Можно было, конечно, обратиться к Олимпиаде Петровне. У той всегда водились всякие жулики, однако тёщу Сергей решил оставить на крайний случай – если уж они с Лехой сами не выйдут на международный рынок.
Так, за размышлениями, он свернул с тротуара и пошёл напрямик – через небольшой, стихийно образовавшийся скверик. Когда-то здесь собирались строить канализационно-насосную станцию, однако что-то не сложилось, и на месте котлована выросли деревья.
– Сергей Тютюнин… Тютюнин Сергей…
Голос был знакомым и незнакомым одновременно. Что-то шевельнулось в памяти Сергея, он насторожённо повернулся.

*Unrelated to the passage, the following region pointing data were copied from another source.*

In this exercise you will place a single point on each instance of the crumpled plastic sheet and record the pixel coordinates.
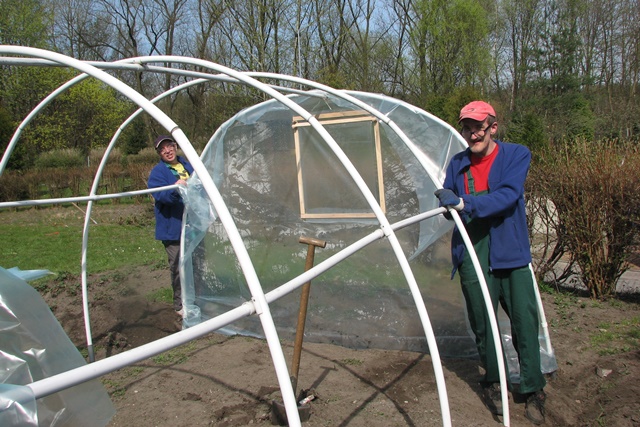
(363, 302)
(34, 346)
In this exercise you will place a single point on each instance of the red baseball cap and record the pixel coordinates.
(476, 110)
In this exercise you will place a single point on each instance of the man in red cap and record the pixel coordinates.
(168, 206)
(485, 183)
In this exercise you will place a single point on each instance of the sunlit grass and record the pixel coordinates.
(58, 248)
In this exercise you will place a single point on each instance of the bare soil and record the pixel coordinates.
(230, 381)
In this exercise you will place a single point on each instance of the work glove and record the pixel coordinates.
(449, 199)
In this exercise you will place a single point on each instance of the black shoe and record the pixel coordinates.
(493, 398)
(534, 409)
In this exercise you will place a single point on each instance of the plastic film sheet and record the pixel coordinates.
(34, 346)
(281, 181)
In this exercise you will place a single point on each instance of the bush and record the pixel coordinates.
(594, 190)
(96, 154)
(62, 158)
(147, 156)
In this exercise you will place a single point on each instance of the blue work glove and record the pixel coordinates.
(449, 199)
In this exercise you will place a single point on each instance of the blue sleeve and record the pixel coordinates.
(506, 184)
(161, 178)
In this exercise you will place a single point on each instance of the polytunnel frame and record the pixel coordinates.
(385, 227)
(355, 176)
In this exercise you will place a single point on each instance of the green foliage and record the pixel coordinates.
(450, 41)
(135, 136)
(527, 129)
(83, 117)
(62, 158)
(24, 23)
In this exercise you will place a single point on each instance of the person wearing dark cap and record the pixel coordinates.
(485, 183)
(169, 207)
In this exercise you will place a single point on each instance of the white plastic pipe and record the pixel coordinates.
(262, 307)
(497, 341)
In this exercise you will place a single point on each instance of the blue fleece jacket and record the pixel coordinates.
(509, 238)
(169, 207)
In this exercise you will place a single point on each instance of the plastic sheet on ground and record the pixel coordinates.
(280, 181)
(34, 346)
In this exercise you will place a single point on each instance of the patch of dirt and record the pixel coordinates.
(230, 381)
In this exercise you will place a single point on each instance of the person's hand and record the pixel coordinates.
(449, 199)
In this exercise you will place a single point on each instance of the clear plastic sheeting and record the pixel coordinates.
(34, 346)
(281, 182)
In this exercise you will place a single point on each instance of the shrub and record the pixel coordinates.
(147, 156)
(595, 192)
(96, 154)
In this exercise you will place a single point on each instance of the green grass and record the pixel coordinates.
(58, 247)
(616, 338)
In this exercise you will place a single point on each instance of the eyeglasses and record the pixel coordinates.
(166, 147)
(479, 132)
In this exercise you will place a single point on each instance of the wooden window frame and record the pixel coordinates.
(329, 119)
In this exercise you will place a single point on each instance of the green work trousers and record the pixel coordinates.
(514, 290)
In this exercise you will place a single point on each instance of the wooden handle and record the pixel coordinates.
(313, 241)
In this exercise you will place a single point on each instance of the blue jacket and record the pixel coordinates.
(509, 237)
(168, 207)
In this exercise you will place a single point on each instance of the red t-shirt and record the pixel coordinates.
(480, 167)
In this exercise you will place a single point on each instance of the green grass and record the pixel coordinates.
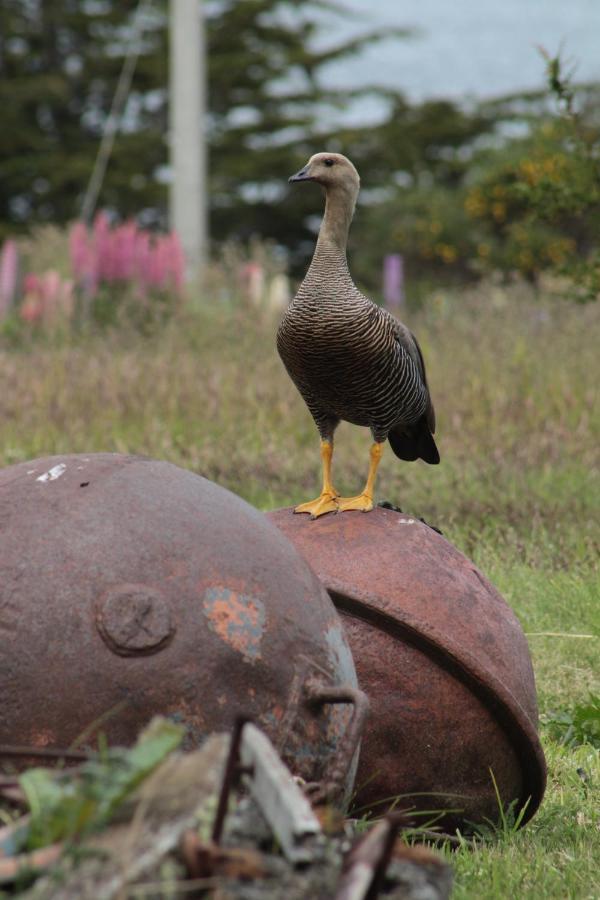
(515, 384)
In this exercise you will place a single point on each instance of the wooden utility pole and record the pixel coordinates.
(188, 206)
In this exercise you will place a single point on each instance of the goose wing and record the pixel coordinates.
(408, 341)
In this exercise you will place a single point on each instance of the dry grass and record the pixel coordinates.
(515, 383)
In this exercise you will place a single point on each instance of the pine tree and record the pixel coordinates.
(59, 66)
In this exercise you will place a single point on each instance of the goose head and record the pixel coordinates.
(331, 170)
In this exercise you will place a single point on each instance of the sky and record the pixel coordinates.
(467, 48)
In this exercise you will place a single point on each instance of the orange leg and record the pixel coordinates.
(327, 500)
(364, 501)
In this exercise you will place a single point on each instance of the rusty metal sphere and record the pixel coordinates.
(443, 660)
(130, 587)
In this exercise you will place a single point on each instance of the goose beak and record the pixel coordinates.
(302, 175)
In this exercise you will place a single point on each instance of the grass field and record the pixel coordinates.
(515, 382)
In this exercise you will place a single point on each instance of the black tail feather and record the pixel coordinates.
(415, 443)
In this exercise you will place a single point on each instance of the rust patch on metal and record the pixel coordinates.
(154, 590)
(134, 619)
(238, 619)
(442, 658)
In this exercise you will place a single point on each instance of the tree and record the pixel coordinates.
(59, 64)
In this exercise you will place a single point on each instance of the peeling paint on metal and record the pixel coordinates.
(238, 619)
(52, 474)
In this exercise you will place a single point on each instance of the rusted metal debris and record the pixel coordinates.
(281, 801)
(151, 825)
(442, 659)
(368, 860)
(153, 590)
(170, 811)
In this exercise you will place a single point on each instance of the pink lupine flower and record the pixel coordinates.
(125, 254)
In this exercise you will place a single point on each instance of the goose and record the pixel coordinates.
(350, 359)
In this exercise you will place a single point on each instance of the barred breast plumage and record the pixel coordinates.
(350, 359)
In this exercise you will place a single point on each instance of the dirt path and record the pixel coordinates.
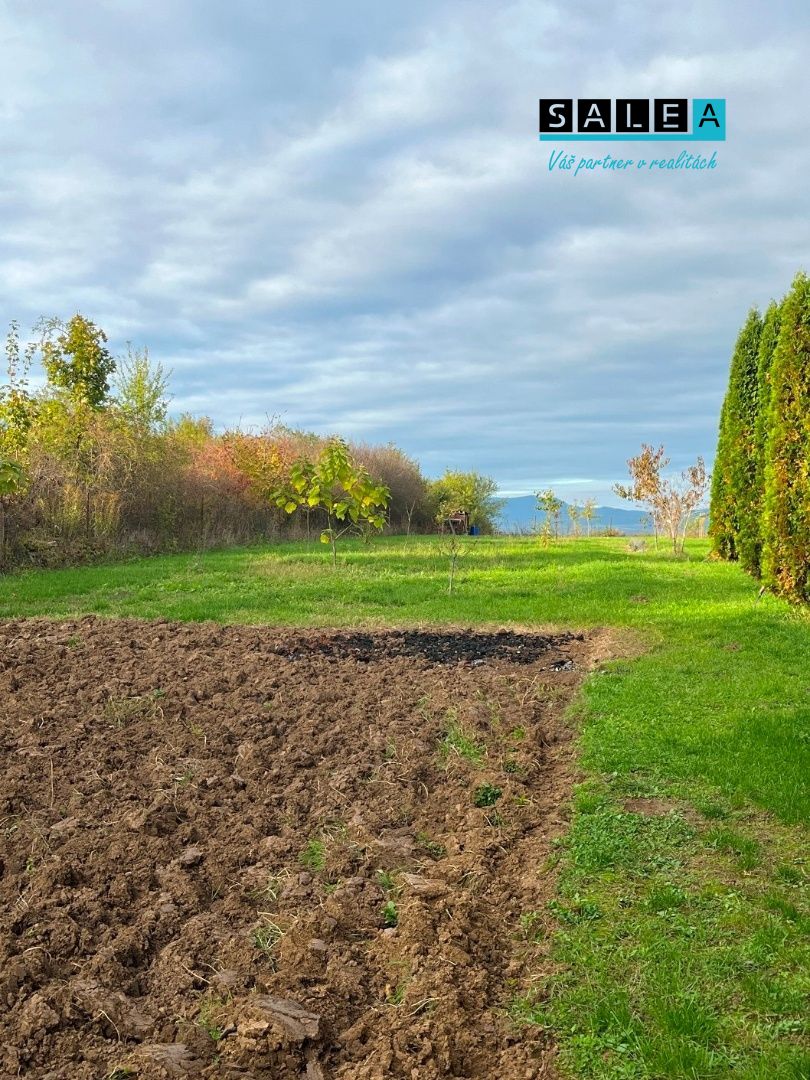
(247, 852)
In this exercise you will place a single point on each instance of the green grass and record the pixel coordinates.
(680, 933)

Очень милая девушка в коротком платьице поднялась с вросшей в землю бетонной плиты и направилась прямо к Тютюнину. Она улыбалась и поигрывала изящным дамским кастетом, заставив Сергея усомниться в её добрых намерениях.
Остановившись в двух шагах, девушка судорожно сглотнула и жалобно проблеяла:
– Моя колбаски хочет. Твоя обещал колбаски…
Весь мир Серёги Тютюнина в одно мгновение перевернулся с ног на голову. Тот ужасный деревенский кошмар, который он уже благополучно списал в сновидения, снова оказался рядом.
– Когда ты приехал? – хрипло спросил Тютюнин.
– Скора, – ответила девушка, и в её глазах промелькнула хитрость толстого китайца.
Все это видела пенсионерка Живолупова, она же Гадючиха, которая на всякий случай сидела в кроне высокого дерева с большим флотским биноклем в руках.
«Я знала! Я знала!» – внутренне возликовала Живолупова и стала быстро спускаться вниз. Ей предстояло совершить бросок до своей квартиры, чтобы скорее позвонить на работу жене Тютюнина, Гадючиха давно ждала подходящего случая, и вот наконец это произошло. Вне всякого сомнения, Тютюнин-муж собирался привести любовницу домой, а потому Живолуповой представлялась возможность насладиться последующим спектаклем.
– Мы на-а-аш, мы новый мир постро-о-оим… – тихо напевала Гадючиха, проворно перебирая руками. В какой-то момент она от удовольствия потеряла равновесие и полетела вниз.
Приземление было жёстким, но Живолупова сдержала стон и стала шарить по траве, нащупывая бинокль. Однако он был ещё в полёте и вскоре догнал свою владелицу, больно ударив её по голове.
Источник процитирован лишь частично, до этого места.